Un petit mot, ici, s’impose au sujet de Carl Davis. Musicien et chef d’orchestre de renom, l’homme a œuvré sans relâche pour le bénéfice du cinéma muet, au point de figurer désormais parmi ses mécènes les plus précieux. Si Le Miracle des Loups, seulement audible aujourd’hui dans une très frustrante réduction pour piano, n’est plus que le spectre des déploiements de force d’Henri Rabaud, il en va tout autrement du Joueur d’Échecs. Deux morceaux de bravoure, en particulier, sont sortis grandis du bain de jouvence dans lequel Davis immergea le film en 1991 : le ballet mortel des automates, et ce qui nous intéresse à cette heure, à savoir l’irrésistible charge sonnée par les insurgés polonais. Une vague déferlante pleine de panache… qui n’existe nulle part ailleurs que dans l’esprit exalté de Sophie Novinska, égérie de la rébellion contre les oppresseurs russes. Le montage de cette séquence ne cesse, à cet égard, d’entretenir la confusion, gommant les frontières de l’espace et du temps entre le champ de bataille jonché de rocs, et le salon luxueux où siège Sophie. Celle-ci, les yeux inquiets, jette aux orties toute vraisemblance géographique en « voyant », à des lieues de distance, le tournant désastreux que prend un combat par trop inégal. Sous les mousquetades roulantes des cuivres, les armées de Catherine II paraissent marcher inéluctablement vers une nouvelle et écrasante victoire.
Mais la jeune fille ne peut s’y résoudre. Emportée par son caractère de pasionaria, qui a déjà enflammé les réunions secrètes données à l’insu de son baron de père, elle s’installe au piano et entonne d’une voix vibrante l’hymne d’indépendance. Henri Rabaud, aussitôt, vole à son secours, tout l’orchestre s’employant dans une majestueuse débauche à porter jusqu’aux oreilles de ses compatriotes guerroyant son extatique péan. Ce faisant, le compositeur s’octroie aussi un menu arrangement, cette fois avec l’Histoire, laissant triomphalement éclater Boze Cos Polske, un chant national que son auteur Alojzy Felinski n’écrivit qu’en… 1816. Soit plusieurs décennies après les évènements relatés ici. Un pieux mensonge, ou une omission étourdie, que l’on a tôt fait d’oublier face au visage transformé de Sophie. Son regard écarquillé toujours, mais scintillant désormais d’un éclat indomptable, elle voit les arêtes de pierre où se meurtrissent cruellement ses compagnons remplacées par une plaine gigantesque, qui semble ne pas avoir de fin, et que recouvrent pourtant de nobles cavaliers lancés au triple galop. Parmi eux, l’image récurrente d’un tout jeune Polonais, paré d’un sourire qui est comme une réponse pleine d’optimisme à l’incandescence romantique dont Rabaud commande la folle ruée.

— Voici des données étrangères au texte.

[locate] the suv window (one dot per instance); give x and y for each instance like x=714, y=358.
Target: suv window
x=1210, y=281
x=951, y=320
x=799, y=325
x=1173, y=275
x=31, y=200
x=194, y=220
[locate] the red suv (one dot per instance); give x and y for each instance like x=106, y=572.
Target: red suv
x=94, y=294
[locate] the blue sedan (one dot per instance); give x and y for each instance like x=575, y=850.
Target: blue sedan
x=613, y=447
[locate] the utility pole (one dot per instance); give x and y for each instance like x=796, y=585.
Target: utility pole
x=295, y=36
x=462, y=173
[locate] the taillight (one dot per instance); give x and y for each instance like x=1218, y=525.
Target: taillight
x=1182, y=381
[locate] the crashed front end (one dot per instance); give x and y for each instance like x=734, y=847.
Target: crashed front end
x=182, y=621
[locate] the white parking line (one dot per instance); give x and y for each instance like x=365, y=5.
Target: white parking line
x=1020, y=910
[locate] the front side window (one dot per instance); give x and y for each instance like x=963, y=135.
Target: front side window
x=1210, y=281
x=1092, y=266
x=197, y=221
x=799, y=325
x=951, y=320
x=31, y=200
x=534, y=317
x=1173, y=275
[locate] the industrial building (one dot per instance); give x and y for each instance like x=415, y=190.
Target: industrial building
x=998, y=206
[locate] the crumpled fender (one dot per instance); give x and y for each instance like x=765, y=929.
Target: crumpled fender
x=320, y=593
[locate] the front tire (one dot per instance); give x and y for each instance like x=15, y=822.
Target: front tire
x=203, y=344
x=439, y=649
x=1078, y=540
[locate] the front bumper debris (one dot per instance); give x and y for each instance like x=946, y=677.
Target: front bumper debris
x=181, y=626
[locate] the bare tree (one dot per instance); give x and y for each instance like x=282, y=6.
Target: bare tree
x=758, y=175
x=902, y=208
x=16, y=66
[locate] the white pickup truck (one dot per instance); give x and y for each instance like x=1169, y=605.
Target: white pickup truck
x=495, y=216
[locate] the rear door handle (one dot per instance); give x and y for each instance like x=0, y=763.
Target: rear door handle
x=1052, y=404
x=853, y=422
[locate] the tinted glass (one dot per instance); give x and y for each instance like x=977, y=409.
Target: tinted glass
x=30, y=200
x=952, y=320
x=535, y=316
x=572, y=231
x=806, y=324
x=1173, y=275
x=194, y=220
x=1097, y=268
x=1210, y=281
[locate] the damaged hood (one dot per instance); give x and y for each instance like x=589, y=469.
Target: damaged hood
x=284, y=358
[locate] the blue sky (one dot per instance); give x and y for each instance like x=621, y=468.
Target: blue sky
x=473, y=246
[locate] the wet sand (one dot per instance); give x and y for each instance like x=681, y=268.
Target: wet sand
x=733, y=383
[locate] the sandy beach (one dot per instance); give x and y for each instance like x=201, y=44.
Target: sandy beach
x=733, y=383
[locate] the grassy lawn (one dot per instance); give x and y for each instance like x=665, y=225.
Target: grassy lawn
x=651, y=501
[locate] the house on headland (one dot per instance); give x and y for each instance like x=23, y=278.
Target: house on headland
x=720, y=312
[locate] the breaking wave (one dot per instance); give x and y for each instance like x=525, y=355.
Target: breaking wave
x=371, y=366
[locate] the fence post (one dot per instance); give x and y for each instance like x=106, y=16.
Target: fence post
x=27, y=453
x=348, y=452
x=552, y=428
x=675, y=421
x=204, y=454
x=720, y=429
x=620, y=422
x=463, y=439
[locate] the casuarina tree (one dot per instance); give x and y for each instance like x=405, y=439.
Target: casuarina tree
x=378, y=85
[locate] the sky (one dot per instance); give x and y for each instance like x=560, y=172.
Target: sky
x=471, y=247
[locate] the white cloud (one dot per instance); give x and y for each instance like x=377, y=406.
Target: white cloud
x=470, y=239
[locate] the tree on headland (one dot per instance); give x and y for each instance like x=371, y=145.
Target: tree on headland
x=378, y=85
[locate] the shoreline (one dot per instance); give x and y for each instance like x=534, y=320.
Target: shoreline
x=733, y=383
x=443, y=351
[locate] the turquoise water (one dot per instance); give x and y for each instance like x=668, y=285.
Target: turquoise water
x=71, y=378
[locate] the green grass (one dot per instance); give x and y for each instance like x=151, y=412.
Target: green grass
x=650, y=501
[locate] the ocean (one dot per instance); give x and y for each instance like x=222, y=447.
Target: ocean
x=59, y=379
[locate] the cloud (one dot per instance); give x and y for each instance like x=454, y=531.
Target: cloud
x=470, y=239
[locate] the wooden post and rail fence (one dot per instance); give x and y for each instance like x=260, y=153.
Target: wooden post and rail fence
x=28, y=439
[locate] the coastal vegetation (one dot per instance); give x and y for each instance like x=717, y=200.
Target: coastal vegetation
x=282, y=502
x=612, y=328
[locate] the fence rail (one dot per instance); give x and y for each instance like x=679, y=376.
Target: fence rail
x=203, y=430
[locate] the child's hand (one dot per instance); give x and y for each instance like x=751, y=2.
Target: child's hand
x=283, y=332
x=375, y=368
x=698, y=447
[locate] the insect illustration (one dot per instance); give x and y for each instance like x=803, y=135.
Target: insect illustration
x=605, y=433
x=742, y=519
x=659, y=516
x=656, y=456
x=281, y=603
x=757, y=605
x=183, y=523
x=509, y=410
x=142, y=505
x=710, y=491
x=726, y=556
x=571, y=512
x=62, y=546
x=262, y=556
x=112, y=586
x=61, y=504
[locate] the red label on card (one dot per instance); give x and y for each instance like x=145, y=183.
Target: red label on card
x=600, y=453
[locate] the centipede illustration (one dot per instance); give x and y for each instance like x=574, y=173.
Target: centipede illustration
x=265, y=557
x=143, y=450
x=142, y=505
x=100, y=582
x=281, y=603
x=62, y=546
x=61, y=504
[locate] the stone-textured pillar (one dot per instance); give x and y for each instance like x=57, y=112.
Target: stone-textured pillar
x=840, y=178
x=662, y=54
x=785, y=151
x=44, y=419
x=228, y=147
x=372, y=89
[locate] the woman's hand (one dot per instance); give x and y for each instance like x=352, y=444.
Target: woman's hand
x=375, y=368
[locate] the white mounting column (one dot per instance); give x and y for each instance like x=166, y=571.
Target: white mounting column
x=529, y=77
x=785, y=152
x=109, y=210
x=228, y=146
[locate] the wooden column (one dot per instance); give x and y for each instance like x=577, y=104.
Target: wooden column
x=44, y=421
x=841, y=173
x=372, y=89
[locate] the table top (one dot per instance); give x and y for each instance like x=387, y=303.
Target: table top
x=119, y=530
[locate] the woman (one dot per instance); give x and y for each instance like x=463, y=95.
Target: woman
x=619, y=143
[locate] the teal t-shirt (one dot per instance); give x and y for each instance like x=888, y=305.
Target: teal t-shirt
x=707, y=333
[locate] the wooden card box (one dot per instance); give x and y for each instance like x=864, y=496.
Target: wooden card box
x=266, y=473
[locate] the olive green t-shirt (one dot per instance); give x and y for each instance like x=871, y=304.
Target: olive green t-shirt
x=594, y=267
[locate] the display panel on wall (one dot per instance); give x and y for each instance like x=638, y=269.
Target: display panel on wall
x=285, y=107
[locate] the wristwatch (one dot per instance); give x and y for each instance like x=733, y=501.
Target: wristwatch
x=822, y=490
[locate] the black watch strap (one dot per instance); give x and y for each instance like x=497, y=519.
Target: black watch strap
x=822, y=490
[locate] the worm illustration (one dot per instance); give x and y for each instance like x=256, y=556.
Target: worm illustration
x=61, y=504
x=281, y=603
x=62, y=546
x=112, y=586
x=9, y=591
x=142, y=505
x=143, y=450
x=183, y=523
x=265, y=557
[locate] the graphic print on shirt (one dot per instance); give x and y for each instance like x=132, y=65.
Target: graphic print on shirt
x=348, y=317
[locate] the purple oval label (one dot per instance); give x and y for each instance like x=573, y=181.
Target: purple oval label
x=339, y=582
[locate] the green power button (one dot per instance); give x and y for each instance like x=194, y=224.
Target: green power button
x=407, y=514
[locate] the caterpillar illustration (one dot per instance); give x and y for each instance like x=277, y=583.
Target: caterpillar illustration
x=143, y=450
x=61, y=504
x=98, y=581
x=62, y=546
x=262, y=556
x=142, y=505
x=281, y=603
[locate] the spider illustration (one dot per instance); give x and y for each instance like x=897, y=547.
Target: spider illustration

Hélas, si Raymond Bernard, son héraut musical et Sophie ont un peu l’air de n’en avoir fait qu’à leur tête depuis le début de la bataille, il n’est rien entre leurs mains qui puisse affecter son dénouement. Le compositeur, avant tout le monde, dessine les premières lézardes à la surface de ces images édéniques et barbouille de brou noir les cors, moins éclatants, tout à coup, que violemment bilieux. Les chimériques œillères de l’héroïne tombent à leur tour, et lui révèlent, à sa grande horreur, le triste état de son valeureux soldat, abattu et s’étranglant avec son propre sang. C’est plus que ses nerfs n’en peuvent endurer, elle dont la noble ascendance l’avait toujours préservée d’un monde qu’elle savait injuste, au-delà des murs de sa maison, mais qu’elle découvre maintenant affamé de carnage. Laissant agonir soudain toute révolte patriotique au profit de son thème, d’un goût exquis de dragée rose, elle cherche un peu de réconfort dans les colifichets agrémentant son existence dorée. Comme ce ravissant collier de perles qui scintille à son cou, ou ce portrait d’elle-même, peint par un galant éperdu d’adoration, qui lui donne le port superbe d’une femme maitresse de son destin. Sophie se faisait un film, elle vient d’en amorcer un autre. A peine moins fallacieux, celui-là, que le précédent.